Ces personnes sont accusées d'avoir distribué des produits dopants et comparaîtront prochainement devant un juge d'instruction. Lors de 15 perquisitions menées jeudi
à Palencia, Madrid, Alicante et Las Palmas, la Garde civile a saisi de "grandes quantités d'anabolisants, stéroïdes, hormones et divers médicaments dont de l'EPO" ainsi que des "poches de sang et
du matériel de laboratoire pour réaliser des transfusions sanguines". Un incroyable arsenal qui touche le sommet de la pyramide de l'athlétisme espagnol et des acteurs déjà connus de la police
ibérique.
Dans la liste figurent ainsi les noms de Cesar Perez, l'entraîneur de Marta Dominguez, de l'entraîneur d'athlétisme Manuel Pascua Piqueras, de l'ex-cycliste Alberto
Leon et d'un médecin, Eufemiano Fuentes. Ce dernier était l'un des principaux accusés dans l'affaire Puerto qui a miné le cyclisme mondial à partir de 2006. Première conséquence de cette nouvelle
opération, la Fédération d'athlétisme a décidé de retirer Alemayehu Bezabeh, un athlète éthiopien naturalisé espagnol, des Championnats d'Europe de cross, dimanche à Albufeira (Portugal), parce
qu'il "pourrait être impliqué dans un présumé cas de dopage".

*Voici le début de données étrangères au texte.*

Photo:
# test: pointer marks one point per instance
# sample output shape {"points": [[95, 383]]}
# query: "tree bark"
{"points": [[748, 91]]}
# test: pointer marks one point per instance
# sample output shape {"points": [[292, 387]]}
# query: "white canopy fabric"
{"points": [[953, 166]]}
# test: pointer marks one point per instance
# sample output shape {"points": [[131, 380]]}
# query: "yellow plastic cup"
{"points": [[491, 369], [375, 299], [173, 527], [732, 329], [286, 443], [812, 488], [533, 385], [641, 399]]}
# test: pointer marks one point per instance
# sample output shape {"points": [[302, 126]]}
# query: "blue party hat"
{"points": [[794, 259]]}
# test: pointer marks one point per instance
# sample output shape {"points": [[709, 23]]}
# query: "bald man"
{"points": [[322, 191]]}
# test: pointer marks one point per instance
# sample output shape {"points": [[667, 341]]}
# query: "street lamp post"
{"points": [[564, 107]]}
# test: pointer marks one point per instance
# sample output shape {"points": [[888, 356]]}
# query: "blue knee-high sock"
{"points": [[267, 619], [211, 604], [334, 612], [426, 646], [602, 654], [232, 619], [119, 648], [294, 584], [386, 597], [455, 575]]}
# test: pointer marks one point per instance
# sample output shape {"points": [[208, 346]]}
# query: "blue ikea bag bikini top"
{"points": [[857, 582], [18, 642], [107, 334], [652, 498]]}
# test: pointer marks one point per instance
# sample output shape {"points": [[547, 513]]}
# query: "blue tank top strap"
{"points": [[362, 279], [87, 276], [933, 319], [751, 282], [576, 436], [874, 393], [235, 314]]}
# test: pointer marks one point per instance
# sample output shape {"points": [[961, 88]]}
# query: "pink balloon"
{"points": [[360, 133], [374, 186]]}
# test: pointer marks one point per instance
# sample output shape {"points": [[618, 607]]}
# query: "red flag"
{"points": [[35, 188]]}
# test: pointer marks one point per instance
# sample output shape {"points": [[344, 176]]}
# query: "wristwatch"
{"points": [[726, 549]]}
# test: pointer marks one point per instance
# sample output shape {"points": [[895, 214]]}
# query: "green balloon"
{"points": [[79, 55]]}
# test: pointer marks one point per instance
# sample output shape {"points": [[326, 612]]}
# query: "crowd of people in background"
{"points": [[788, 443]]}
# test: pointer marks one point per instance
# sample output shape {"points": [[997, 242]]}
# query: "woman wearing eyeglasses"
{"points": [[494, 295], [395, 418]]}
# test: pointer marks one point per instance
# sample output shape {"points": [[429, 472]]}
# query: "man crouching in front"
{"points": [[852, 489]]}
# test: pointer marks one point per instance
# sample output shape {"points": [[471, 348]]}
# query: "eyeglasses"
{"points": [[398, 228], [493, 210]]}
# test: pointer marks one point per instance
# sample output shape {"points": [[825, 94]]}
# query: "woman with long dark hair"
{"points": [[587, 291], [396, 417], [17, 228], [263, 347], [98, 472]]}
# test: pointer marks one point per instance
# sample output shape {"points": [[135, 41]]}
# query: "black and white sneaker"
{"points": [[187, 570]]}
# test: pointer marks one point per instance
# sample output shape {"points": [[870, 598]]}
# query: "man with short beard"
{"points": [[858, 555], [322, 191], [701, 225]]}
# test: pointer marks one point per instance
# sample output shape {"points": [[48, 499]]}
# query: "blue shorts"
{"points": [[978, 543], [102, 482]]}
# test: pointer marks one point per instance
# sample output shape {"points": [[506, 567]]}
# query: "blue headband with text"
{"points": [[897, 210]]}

Nation au sommet dans de nombreux sports majeurs (football, basket, tennis, cyclisme), l'Espagne est aux prises avec de nombreuses affaires de dopage depuis
plusieurs années. Son laxisme a souvent été pointé du doigt. L'affaire Puerto a notamment abouti à des suspensions des plusieurs sportifs dans plusieurs pays sauf en Espagne. Le secrétaire d'Etat
aux Sports, Jaime Lissavetzky, s'est défendu vendredi en affirmant que les récentes opérations menées dans le pays étaient "le résultat de la loi antidopage" adoptée en 2006. Il a assuré que le
gouvernement "n'était pas inactif face au dopage, bien au contraire". Ces propos ne manqueront pas d'être rappelés lorsque viendra l'heure de juger l'affaire Alberto Contador, double vainqueur du
Tour et sous la menace d'une procédure disciplinaire pour dopage.